Much like strawberry blonde hair or a dimpled chin, some people are just born with it.
I’m talking self esteem here.
Maybe you are one of the lucky ones who came out of the womb with Supergirl confidence. I hope so. I had to earn mine through bad hair choices, missed opportunities, and crappy boyfriends. Many women and people in general have gone through this same passage. Sadly, many do not make it to the other side, forever bound to ab-rolling and chemical peels.
I think I am almost there.
It’s a foreign and relaxing feeling to feel comfortable in one’s own skin, still care about humanity, but not care what others say or think.

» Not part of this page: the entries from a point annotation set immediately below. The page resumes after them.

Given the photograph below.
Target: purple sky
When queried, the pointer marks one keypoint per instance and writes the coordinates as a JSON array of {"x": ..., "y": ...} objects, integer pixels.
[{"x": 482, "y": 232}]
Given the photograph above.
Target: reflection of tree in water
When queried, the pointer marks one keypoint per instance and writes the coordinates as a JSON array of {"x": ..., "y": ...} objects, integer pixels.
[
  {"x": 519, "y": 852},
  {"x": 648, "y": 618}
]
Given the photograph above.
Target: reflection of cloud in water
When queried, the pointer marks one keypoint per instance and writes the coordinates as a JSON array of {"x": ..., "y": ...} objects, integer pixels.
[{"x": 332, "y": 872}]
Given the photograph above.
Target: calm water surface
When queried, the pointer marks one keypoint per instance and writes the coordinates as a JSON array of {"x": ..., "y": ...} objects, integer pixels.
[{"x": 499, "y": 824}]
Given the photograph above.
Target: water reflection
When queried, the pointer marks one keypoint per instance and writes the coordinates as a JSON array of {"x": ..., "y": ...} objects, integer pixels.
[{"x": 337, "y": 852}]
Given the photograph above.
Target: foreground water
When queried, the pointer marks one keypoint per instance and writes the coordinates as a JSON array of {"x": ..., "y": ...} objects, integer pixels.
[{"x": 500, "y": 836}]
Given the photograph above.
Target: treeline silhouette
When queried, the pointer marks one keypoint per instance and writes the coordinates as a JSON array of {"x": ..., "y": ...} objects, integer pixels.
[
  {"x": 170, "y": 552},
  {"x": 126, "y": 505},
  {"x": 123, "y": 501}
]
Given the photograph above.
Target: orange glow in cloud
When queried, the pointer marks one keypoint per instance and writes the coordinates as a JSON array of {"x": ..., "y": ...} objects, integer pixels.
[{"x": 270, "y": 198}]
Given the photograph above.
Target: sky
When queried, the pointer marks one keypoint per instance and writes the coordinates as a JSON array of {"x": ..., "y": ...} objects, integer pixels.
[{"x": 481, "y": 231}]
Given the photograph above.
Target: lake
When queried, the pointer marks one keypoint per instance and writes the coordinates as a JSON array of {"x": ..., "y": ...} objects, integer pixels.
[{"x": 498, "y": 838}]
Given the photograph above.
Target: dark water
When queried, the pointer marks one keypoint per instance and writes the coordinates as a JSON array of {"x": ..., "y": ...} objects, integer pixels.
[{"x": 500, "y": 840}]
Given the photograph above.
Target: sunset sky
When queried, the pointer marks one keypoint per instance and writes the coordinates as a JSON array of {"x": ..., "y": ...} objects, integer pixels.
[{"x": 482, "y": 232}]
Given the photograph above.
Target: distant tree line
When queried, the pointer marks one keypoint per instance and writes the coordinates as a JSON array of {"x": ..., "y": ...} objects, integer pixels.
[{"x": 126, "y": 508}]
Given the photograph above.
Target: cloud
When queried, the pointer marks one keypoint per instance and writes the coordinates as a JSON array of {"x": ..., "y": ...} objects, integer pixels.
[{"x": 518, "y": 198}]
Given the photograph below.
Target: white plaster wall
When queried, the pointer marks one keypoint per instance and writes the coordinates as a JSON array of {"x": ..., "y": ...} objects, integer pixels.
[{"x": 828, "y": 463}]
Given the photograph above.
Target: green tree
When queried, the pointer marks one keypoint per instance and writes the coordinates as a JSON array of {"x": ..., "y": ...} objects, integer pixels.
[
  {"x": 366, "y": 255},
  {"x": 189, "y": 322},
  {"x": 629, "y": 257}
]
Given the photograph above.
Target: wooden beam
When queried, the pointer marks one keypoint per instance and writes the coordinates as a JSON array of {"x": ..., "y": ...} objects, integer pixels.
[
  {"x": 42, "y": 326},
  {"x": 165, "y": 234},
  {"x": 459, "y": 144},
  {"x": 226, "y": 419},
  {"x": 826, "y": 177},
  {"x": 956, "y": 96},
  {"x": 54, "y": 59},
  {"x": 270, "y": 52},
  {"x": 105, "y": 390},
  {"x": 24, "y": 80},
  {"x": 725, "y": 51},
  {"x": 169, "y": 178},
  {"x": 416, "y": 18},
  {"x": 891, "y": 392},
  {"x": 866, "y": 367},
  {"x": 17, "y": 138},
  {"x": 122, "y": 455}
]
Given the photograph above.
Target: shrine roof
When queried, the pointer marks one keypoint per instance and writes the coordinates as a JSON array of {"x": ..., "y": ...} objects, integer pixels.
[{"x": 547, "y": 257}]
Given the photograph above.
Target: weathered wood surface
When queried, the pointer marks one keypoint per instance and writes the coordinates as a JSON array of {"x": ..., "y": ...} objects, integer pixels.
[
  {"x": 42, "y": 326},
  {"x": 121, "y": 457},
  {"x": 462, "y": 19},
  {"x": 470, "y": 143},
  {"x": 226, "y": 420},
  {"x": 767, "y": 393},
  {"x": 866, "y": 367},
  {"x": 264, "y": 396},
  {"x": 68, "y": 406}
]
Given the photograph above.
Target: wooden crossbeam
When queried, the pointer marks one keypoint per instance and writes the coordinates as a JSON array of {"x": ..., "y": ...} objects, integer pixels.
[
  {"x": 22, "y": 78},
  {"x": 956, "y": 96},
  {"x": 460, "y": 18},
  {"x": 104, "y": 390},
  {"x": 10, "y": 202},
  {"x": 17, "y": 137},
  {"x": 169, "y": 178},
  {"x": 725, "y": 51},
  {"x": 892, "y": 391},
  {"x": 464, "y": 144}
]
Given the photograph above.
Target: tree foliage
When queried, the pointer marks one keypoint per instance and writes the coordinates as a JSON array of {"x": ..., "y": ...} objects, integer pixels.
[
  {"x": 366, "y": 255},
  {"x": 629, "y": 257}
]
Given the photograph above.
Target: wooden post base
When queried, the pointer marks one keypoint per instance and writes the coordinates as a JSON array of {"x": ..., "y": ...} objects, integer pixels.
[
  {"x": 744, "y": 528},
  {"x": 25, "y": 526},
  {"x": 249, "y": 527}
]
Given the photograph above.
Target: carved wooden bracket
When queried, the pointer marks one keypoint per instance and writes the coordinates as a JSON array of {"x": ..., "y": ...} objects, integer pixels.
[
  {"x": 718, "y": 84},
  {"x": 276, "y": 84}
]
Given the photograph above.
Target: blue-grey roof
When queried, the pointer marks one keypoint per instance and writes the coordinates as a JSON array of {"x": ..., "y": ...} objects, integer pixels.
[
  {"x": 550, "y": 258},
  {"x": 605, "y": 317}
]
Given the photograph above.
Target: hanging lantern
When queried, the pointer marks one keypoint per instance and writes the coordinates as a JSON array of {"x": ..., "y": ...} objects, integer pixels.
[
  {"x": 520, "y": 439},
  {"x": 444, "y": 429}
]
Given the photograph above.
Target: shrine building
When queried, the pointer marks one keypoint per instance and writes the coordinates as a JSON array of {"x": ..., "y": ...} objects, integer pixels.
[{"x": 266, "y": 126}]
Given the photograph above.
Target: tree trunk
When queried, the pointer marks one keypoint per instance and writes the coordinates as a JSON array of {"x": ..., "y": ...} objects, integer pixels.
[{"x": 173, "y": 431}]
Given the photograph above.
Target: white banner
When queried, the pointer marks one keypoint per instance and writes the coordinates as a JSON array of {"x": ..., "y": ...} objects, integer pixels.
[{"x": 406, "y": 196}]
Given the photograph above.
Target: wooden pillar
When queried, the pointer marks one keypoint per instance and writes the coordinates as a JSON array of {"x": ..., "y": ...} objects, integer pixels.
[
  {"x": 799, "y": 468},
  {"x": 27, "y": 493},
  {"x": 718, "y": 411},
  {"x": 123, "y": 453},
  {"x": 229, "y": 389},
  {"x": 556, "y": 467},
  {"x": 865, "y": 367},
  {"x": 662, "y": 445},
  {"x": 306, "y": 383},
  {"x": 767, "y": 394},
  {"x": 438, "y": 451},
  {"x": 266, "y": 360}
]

Here’s a re-cap of my journey:
Elementary Years: Very outgoing yet embarrassed to “show off.” Back then boisterousness was a sin. Right up there with stealing and looking a nun in the eye. Did I mention I attended Parochial school for twelve years?
Junior High: Awkwardness, braces, and negative breast size only added to the above. Even if I did have boobs and was super confident, it wouldn’t matter. All the nuns were running a DEFCON Level 3 operation because of everyone’s hormones.
High School: The motherload of insecurity. Think about it: waiting to get asked to Homecoming; waiting to get your license so your mom doesn’t have to drive you to Snuffer’s; waiting to be free from wearing plaid uniforms; and waiting to get out of Geometry so you can see that boy in the hallway… then dutifully ignore him and feign interest in the Don’t Do Drugs poster. I’m guessing this is what Purgatory feels like.
College: Ah yes – the bubble. No actual reality takes place during these four years. The confidence level is better here, but college is still a lot like High School. Just with more alcohol and better parties.
Twenties: First real job and being on my own – 1 Self-Esteem Point. Too many movies about some chick looking, looking, and looking some more for the Mr. Right; then becoming depressed because she only dated buffoons; only to feel good about herself when she found “the one.” – Minus 6 Self-Esteem Points. I remember thinking, “Is this how it’s supposed to go down? Man, I’m not even close.” Then I would pop in Caddyshack and feel much better. I fault the media and Sex in the City for this time period.
Thirties: Much better. All neurosis about myself were transferred to my child. Worries about my acne were replaced with worries about my daughter choking on a teething cookie.
Forties (forty): F*ck it. I’m tired and it is way too exhausting to worry about anything other than what I am going to make for dinner.
I’m pretty sure by the time I reach seventy I will be driving around town flipping people off just because I have lived that long. And let’s face it, angry old people are funny.
So it took some time to get here. While I do feel as though I act like an idiot most of the time, I really don’t dwell on it. I just shrug my shoulders and say “Oh well,” as I gracefully remove the food from between my teeth. I will probably never be queen secure, but I don’t trust the overly confident. They are hiding something.
I hope others don’t have to take such a long journey as I did, but there is a sense of accomplishment of having gone through the above milestones to finally feel good in my own skin and to not give a damn what others say.
Unless someone tells me I look fat in my skinny jeans, then I will key their car.